As Archbishop of Goa, Menezes focused on strengthening Catholic ascendancy in Portugal. Part of this mission involved bringing the Saint Thomas Christians, an ancient body formerly part of the Church of the East, under the authority of the Catholic Church. By 1597 the last metropolitan bishop of the Saint Thomas Christians, Abraham, had died, and Menezes was able to secure the submission of Archdeacon George, the highest remaining representative of the native church hierarchy. That year Menezes convened the Synod of Diamper, which introduced a number of forcible reforms to the church in order to be bring the Saint Thomas Christians fully into the Latin Church of the Catholic Church. The traditions of the Saint Thomas Christians, created during centuries of maintaining their Christian way of life in a predominantly Hindu and Muslim environment, were disregarded and overturned, and many of their holy writings were condemned as heretical and consigned to the fire.

Following the synod, Menezes consecrated Francis Ros as archbishop of the Archdiocese of Angamalé for the Saint Thomas Christians.

In 1612 Aleixo de Menezes was appointed Archbishop of Braga, Portugal. He was viceroy of Portugal during the Philippine Dynasty from 1612 to 1615. He died in 1617, his remains are located at the Populo Church in Braga, Northern Portugal.

==Controversy==

Aleixo de Menezes, under the authority of the Goa Inquisition and the Council of Trent, continued the latinisation of the St. Thomas Christians started by the Portuguese in the early 16th century.

The result of his Synod of Diamper significantly altered the local rituals. The Catholic Encyclopedia (1913) says:
The only case in which an ancient Eastern rite has been wilfully romanized is that of the Malabar Christians, where it was not Roman authority but the misguided zeal of Alexius de Menezes, Archbishop of Goa, and his Portuguese advisers at the Synod of Diamper (1599) which spoiled the old Malabar Rite.

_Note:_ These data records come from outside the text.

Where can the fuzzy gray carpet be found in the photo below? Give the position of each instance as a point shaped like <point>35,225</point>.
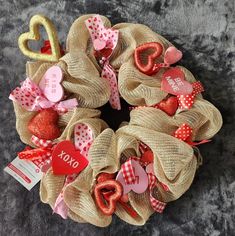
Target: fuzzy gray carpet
<point>205,31</point>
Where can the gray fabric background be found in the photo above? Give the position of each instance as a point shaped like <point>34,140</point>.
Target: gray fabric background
<point>205,31</point>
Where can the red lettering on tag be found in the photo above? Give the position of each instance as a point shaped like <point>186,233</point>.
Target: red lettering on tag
<point>67,160</point>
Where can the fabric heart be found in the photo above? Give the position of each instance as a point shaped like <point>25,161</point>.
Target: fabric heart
<point>173,82</point>
<point>83,138</point>
<point>172,55</point>
<point>99,44</point>
<point>114,194</point>
<point>169,105</point>
<point>147,68</point>
<point>141,181</point>
<point>44,125</point>
<point>50,84</point>
<point>34,34</point>
<point>66,160</point>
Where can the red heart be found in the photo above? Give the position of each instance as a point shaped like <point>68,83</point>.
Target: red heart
<point>67,160</point>
<point>44,125</point>
<point>169,105</point>
<point>147,68</point>
<point>114,195</point>
<point>173,82</point>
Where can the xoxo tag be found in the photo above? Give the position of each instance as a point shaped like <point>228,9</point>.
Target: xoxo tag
<point>174,82</point>
<point>50,84</point>
<point>141,179</point>
<point>66,160</point>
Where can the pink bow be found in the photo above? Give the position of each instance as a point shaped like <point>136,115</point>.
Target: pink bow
<point>186,101</point>
<point>104,41</point>
<point>31,98</point>
<point>185,132</point>
<point>130,178</point>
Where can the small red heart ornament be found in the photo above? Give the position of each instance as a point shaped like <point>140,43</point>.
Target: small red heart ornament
<point>172,55</point>
<point>169,105</point>
<point>111,197</point>
<point>44,125</point>
<point>174,82</point>
<point>67,160</point>
<point>147,68</point>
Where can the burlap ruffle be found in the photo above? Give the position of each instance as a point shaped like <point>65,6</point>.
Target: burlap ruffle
<point>175,161</point>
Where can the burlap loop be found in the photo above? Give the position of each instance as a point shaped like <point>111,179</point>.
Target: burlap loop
<point>79,194</point>
<point>52,185</point>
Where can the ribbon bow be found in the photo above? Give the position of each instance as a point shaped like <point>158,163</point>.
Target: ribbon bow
<point>31,98</point>
<point>187,101</point>
<point>130,178</point>
<point>185,132</point>
<point>104,41</point>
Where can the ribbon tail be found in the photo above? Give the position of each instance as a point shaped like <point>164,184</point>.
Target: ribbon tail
<point>109,74</point>
<point>60,207</point>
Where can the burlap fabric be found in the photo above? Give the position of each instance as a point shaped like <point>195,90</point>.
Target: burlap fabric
<point>175,162</point>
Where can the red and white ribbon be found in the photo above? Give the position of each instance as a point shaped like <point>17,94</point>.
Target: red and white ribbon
<point>31,98</point>
<point>187,101</point>
<point>129,178</point>
<point>105,40</point>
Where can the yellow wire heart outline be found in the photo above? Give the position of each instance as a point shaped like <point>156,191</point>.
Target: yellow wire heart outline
<point>34,34</point>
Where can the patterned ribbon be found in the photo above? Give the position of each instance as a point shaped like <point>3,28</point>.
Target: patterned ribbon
<point>83,137</point>
<point>186,101</point>
<point>185,132</point>
<point>104,41</point>
<point>31,98</point>
<point>129,178</point>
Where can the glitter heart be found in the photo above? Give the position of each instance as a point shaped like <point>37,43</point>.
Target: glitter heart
<point>44,125</point>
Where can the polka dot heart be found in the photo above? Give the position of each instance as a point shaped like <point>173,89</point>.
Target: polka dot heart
<point>83,138</point>
<point>101,37</point>
<point>27,95</point>
<point>186,101</point>
<point>184,132</point>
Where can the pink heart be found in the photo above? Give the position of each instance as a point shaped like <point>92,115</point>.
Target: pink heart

Nasranis gathered at Mattancherry church on Friday, 3 January 1653 (M.E. 828 Makaram 3), and made an oath that is known as the Great Oath of Bent Cross
The situation is explained by Stephen Neill (an Anglican Protestant missionary, from Scotland) in his book A History of Christianity in India: The Beginnings to AD 1707.
 "On [sic] January 1653, priests and people assembled in the church of Our Lady at Mattancherry, and standing in front of a cross and lighted candles swore upon the holy Gospel that they would no longer obey Garcia, and that they would have nothing further to do with the Jesuits they would recognize the Archdeacon as the governor of their Church. This is the famous oath of the "Coonan Cross" (the open-air Cross which stands outside the church at Mattancherry). The Saint Thomas Christians did not at any point suggest that they wished to separate themselves from the Pope. They could no longer tolerate the arrogance of Garcia. And their detestation of the Jesuits, to whose overbearing attitude and lack of sympathy they attributed all their troubles, breathes through all the documents of the time. But let the Pope send them a true bishop not a Jesuit, and they will be pleased to receive and obey him."

Francisco Ros bishop of Angamaly consecrated by Aleixo de Menesis, just after the Synod of Diamper, has mentioned in his letter to Padroado that Archbishop de Menesis added a few additional canons on his own to the Portuguese version of the decrees of synod, which was submitted to Holy See after it ended. The currently available Malayalam version, on which participants signed, lacks 35 of the canons given in the Portuguese text.